After applying WGCNA and SOM (for details see Methods section), the
genes were clustered into 15 distinct groups (see [80]Fig. 5)—a higher
number than the eight clusters used by Lawrence et al. [[81]42]. This
increased number of clusters allowed for a more precise differentiation
of DEGs based not only on their temporal expression patterns but also
on their expression values, which proved beneficial for subsequent
analyses. To assess the biological significance of the clusters, we
compared our results with those of Lawrence et al. [[82]42]. Consistent
with their findings, we also identified that the clusters can be
grouped into three prominent functional temporal gene modules
corresponding to the main phases of liver regeneration: early response
(Clusters 4, 5, 7, 8, 9, 10, 11, 12, 13, 14, and 15), proliferation
(Clusters 3 and 6), and long-term recovery (Clusters 1 and 2). Each
module comprises genes with specific functions that are activated
during distinct stages of the recovery process of the liver. SOM
generates results based on random seeds, meaning that the outcomes may
vary slightly for individual clusters with each run. However, this does
not affect the overall functional modules of regeneration. The key
processes associated with each module were determined using functional
enrichment analysis using the Enrichr database [[83]47] and are
outlined to highlight their relevance to the overall biological
context. The detailed figure of the gene ontology (GO) and pathway
enrichment analysis is provided in the [84]Supplementary Fig. 1. All
gene clusters and their corresponding top driver genes are provided in
the [85]Supplementary Materials.
Figure 5.
[86]Figure 5.
[87]Open in a new tab
Temporal gene modules. A visual representation of the temporal gene
expression patterns across 15 distinct clusters, which were
subsequently grouped into three modules, during the liver resection and
regeneration process. The bold lines represent the mean log2 fold
change relative to preoperative values, and the shaded regions indicate
the standard deviations.
* Early-response module (Clusters 4, 5, 7, 8, 9, 10, 11, 12, 13, 14,
and 15): This module consists of genes that peak within the first
24 h post-PHx. These genes are primarily involved in the
inflammatory response and early ECM degradation and remodeling.

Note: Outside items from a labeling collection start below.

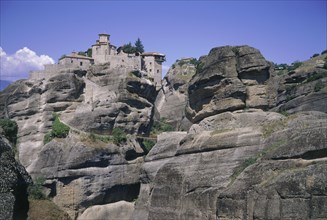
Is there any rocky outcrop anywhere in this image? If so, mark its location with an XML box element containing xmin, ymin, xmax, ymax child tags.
<box><xmin>0</xmin><ymin>135</ymin><xmax>32</xmax><ymax>220</ymax></box>
<box><xmin>0</xmin><ymin>43</ymin><xmax>327</xmax><ymax>220</ymax></box>
<box><xmin>78</xmin><ymin>201</ymin><xmax>134</xmax><ymax>220</ymax></box>
<box><xmin>1</xmin><ymin>73</ymin><xmax>85</xmax><ymax>170</ymax></box>
<box><xmin>31</xmin><ymin>136</ymin><xmax>143</xmax><ymax>218</ymax></box>
<box><xmin>273</xmin><ymin>54</ymin><xmax>327</xmax><ymax>113</ymax></box>
<box><xmin>186</xmin><ymin>46</ymin><xmax>271</xmax><ymax>123</ymax></box>
<box><xmin>155</xmin><ymin>58</ymin><xmax>197</xmax><ymax>131</ymax></box>
<box><xmin>134</xmin><ymin>111</ymin><xmax>327</xmax><ymax>219</ymax></box>
<box><xmin>62</xmin><ymin>69</ymin><xmax>156</xmax><ymax>134</ymax></box>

This triggers immune cell recruitment and matrix breakdown, which
are crucial for initiating the regenerative process. Key genes in
this module include SLC39A1, which is involved in zinc transport
and immune regulation; IFNGR2, critical for immune response and
inflammation; CMTM4, which modulates cytokine signaling; SEMA6C,
guiding immune cell migration and tissue repair; IGKV1-33, playing
a role in immune response through immunoglobulin synthesis; LGMN, a
protease responsible for ECM degradation; CCR6, mediating immune
cell recruitment to injury sites; FES, a tyrosine kinase
participating in ECM remodeling; ADM, a cytokine involved in
vasodilation and inflammation; and WNT2B, part of the Wnt signaling
pathway that promotes cell proliferation and tissue regeneration.
The temporal peak of this module aligns with the critical early
stages of liver regeneration, where tissue damage needs to be
repaired to create a favorable environment for cell proliferation.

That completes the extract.